My walls are bare. She told me I need to put up something to liven the room. There are two windows, in three sections, appearing as if barred. Curling vines drape one window. I do have a simple splash of green on the wall, and my handmade quilt is beautiful. There is a mirror above my whitewashed dresser, and candles burn dimly, warmly. A mess litters the floor, and I don't try to hide.

My walls are my walls, and I am my walls, and I have got nothing to hide. My room is who I am, and if bare and plain it is, so am I. But you are not looking deep enough if that is all you find.

I am bare. The only things people tell me to put up are my breasts. I loathe wearing a bra, and I enjoy being free. My walls are me, and I am my walls, and I've got nothing to hide. I'm plain old me, and I am calm, and serene. I am beautiful. I have two windows, and you can see right through me, and within the two windows to my soul you'll find a splash of color, green. And further down, if you look through my windows, a steady flame burns. Beautiful clothing, handmade I say, a pure representation of me. My walls might be plain, and boring to you, but they surround me and never leave.
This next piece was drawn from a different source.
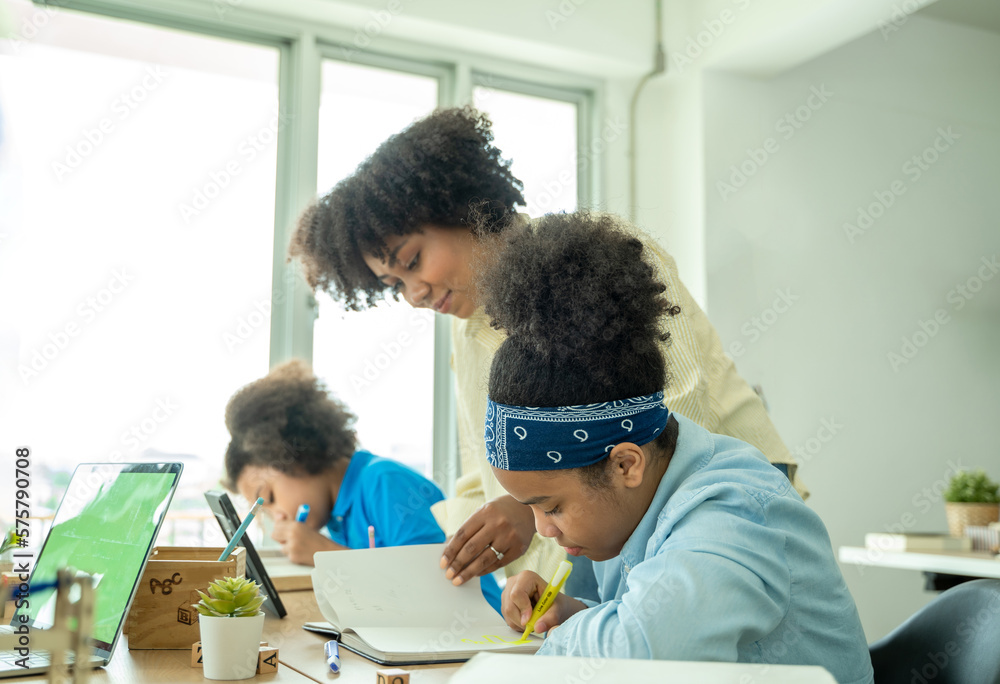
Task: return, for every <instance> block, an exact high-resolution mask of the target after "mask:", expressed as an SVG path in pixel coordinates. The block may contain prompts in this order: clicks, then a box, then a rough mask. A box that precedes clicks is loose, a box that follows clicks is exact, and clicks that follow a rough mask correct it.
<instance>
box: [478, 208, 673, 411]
mask: <svg viewBox="0 0 1000 684" xmlns="http://www.w3.org/2000/svg"><path fill="white" fill-rule="evenodd" d="M493 249H494V251H495V254H492V255H487V257H486V258H485V265H484V267H483V268H482V270H481V275H480V277H479V281H478V283H477V287H478V288H479V293H480V297H481V299H482V302H483V305H484V309H485V312H486V315H487V316H489V317H490V323H491V325H492V326H493V327H495V328H503V329H504V330H506V332H507V335H508V337H507V340H506V341H505V342H504V343H503V345H502V346H501V347H500V349H499V350H498V351H497V353H496V355H495V356H494V358H493V367H492V370H491V372H490V382H489V393H490V397H491V398H492V399H493V400H494V401H496V402H499V403H502V404H513V405H517V406H563V405H567V404H590V403H598V402H604V401H612V400H615V399H622V398H624V397H634V396H639V395H644V394H652V393H654V392H658V391H660V390H662V389H663V388H664V387H665V386H666V382H667V364H666V359H665V358H664V355H663V343H664V342H666V341H668V340H669V338H670V333H669V332H667V331H666V330H664V329H663V327H662V325H661V323H662V320H663V318H664V316H666V315H671V316H673V315H676V314H677V313H678V312H679V311H680V308H679V307H677V306H675V305H673V304H671V303H670V302H668V301H667V299H666V298H665V297H664V296H663V292H664V291H665V290H666V286H665V285H664V284H663V283H661V282H660V281H658V280H657V279H656V271H655V269H654V268H653V266H651V265H650V264H649V263H647V262H646V261H644V260H643V249H644V248H643V245H642V242H641V241H640V240H639V239H638V238H637V237H636V236H635V234H634V232H632V231H630V230H629V228H628V226H627V225H626V224H624V223H622V222H621V220H620V219H618V218H616V217H614V216H612V215H610V214H597V213H589V212H577V213H572V214H550V215H548V216H544V217H542V218H541V219H538V220H536V221H532V222H530V223H529V224H527V225H524V226H522V227H519V228H518V227H512V228H510V229H509V230H508V231H506V232H505V234H504V236H503V238H502V239H501V240H499V241H498V242H497V243H496V246H495V247H493Z"/></svg>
Why is the glass barred? The explanation might be that those bars lock me in, or keep you out. I'd like to say they hold my soul in place, keep me steady, but the truth is that the simple turn of a clasp opens them wide. Daily I swing them open! They are free, and the wind blows them to and fro, and the sweet smell of earth fills my room.

If you look inside me, some semblance of yourself might be reflected. I'm simple, in so many ways. If the curls block the view, brush them to the side, but gently. You'll see the sunshine.

My walls are me, and I am my walls. Nothing less, nothing more.